The Coen Brothers’ first movie is a terrific film with an amazing soundtrack and great cinematography. It really is impressive how these guys made such a good movie right out of the gate! If I was at a funeral and someone wanted to throw on Blood Simple, I’d be like, damn OK I guess! Kind of an insane decision, and a pretty pretentious movie to put on the TV, but I guess most people won’t have seen it before and it’s a good time. 

#9 — Intolerable Cruelty (2003)

You’re the guy who keeps insisting that Intolerable Cruelty is lowkey underrated. You’re constantly trying to convince your friend group to watch it when everyone’s hanging out. I totally get that. But don’t be tempted to use the captive audience of a funeral to finally get everyone to check out this satirical rom-com starring George Clooney. It’s just not the time. I mean, come on, it’s not Blood Simple.

#8 — Miller’s Crossing (1990)

Miller’s Crossing is certainly a movie with a lot of death, which you may think would make for an awkward time at a funeral. And maybe it would! But the important thing here is that the deaths are all a result of gangsters making strategic errors during the Prohibition era. That’s a foreign enough concept that no one’s really going to associate it with the fact that grandpa choked to death on a lifesaver or whatever happened.

#7 — Burn After Reading (2008)

This one can go either way. If the person whose funeral it is died because they’re an idiot and were hiding in the closet of a CIA agent, who shot them in the face? This is going to be an extremely awkward movie. If they died any other way (illness, poison, hit by a bus), you’re probably in the clear. It’s always good for someone, at a funeral, to ask the audience: what did we learn from this?

#6 — Barton Fink (1991)

Barton Fink is a movie about a writer who, like all writers, is trapped in Hell. If the person who died was a writer (or Jewish), this might be a pretty awkward movie to throw on at a funeral — especially in the midst of the WGA strikes.
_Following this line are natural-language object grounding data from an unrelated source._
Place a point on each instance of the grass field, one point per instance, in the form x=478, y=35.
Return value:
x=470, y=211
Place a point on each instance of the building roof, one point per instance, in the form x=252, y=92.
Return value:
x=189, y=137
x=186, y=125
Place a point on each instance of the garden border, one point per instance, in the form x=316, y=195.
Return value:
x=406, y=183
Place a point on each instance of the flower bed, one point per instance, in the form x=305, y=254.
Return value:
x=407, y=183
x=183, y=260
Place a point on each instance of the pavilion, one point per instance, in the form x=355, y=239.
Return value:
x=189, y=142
But if they were like a successful businessman or something, then go for it, dog! Everyone might honestly get a kick out of it!

#? — Garfield: The Movie (2004)

NO. This is NOT a Coen Brothers movie!! It was written by Joel CoHen. H! We’re not even including Macbeth in here, why the hell would we include a movie written by a totally different guy?! DO NOT WATCH GARFIELD: THE MOVIE AT A FUNERAL.
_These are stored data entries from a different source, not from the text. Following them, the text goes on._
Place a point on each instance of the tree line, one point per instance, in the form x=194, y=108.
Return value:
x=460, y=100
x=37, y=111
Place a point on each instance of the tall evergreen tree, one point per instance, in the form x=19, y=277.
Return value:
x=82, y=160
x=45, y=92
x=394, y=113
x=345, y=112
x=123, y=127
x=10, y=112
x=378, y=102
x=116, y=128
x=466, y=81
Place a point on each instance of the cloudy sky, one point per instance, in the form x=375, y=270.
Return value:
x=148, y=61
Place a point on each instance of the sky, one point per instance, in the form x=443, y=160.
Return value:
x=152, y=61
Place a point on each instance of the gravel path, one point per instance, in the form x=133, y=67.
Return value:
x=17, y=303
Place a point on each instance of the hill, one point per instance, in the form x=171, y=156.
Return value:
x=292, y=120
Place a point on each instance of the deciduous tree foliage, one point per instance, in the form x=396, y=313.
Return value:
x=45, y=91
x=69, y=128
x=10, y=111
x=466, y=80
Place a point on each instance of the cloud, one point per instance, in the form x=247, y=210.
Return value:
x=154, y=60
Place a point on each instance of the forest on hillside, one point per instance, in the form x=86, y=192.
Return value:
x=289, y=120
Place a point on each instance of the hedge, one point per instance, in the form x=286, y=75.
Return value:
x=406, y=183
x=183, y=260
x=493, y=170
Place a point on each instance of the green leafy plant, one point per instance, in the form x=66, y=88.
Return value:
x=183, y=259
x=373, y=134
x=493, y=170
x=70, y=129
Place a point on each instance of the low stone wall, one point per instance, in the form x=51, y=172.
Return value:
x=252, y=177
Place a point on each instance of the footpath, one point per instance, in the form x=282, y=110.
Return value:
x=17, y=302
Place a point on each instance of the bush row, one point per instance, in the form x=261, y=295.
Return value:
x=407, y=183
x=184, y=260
#5 — No Country for Old Men (2007)

You probably don’t want to watch a movie about the looming specter of Death coming through a village and murdering people for no real reason at a funeral. I mean just imagine the shock if the priest got up to the podium, shifted around the little microphone, and said, “Alright, we’re gonna put on 2007’s No Country for Old Men. Everyone shut up. This is a really good movie. It’s kind of about The Devil.”

# 4 — True Grit (2010)

Like Tenet or In Bruges, True Grit is one of those movies that is in English, but you literally cannot watch without subtitles on. Unfortunately, despite being a great western film with deep themes, this is going to be one of the most difficult Coen Brothers movies to watch over the sound of sobbing friends and family. 
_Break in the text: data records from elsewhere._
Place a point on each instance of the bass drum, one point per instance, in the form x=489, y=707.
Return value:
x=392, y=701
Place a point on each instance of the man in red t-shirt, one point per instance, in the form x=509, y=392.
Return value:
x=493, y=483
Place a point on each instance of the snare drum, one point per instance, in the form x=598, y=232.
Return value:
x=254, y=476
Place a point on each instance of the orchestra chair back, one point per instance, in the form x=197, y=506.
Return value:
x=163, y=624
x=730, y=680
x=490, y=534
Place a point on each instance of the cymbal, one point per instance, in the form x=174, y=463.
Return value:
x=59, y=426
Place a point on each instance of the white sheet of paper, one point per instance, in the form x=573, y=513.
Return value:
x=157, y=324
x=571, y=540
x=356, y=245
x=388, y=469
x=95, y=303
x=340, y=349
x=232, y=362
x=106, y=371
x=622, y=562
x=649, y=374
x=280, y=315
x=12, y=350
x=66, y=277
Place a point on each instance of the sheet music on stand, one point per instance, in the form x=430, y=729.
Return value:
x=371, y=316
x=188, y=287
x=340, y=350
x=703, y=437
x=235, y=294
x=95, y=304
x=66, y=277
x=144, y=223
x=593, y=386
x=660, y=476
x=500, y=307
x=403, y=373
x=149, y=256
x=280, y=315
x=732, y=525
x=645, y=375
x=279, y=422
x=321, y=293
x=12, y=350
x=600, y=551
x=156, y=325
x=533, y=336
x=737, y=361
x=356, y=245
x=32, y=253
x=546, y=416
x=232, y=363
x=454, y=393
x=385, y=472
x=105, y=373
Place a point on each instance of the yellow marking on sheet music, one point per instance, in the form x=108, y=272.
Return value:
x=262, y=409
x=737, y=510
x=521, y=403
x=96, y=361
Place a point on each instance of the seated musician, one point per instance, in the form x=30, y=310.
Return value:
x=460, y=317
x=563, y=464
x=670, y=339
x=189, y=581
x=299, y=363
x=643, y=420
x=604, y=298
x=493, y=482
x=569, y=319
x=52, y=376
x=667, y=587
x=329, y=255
#3 — Inside Llewyn Davis (2013)

Inside Llewyn Davis is easily the least funny of any of the Coens films, therefore making it inherently a pretty awkward watch at a funeral. It’s really good, but also pretty damn sad. You could probably do just the Adam Driver scenes and have a good time, but most likely you’re going to bum everyone out as they think about how Llewyn Davis, and maybe the deceased, never really amounted to much in their lives.

#2 — The Man Who Wasn’t There (2001)

Man, these guys really do have a ton of movies about the impending nature of death, huh? Yeah don’t watch this at a funeral. It’s going to bum everyone out. Also it’s in black and white and people are huge babies about that. They’re going to be upset you’re making them watch a movie while mourning a loved one and then it doesn’t even have color?!

#1 — A Serious Man (2009)

If you play this film for a group of people at a funeral, every single person in attendance will kill themselves.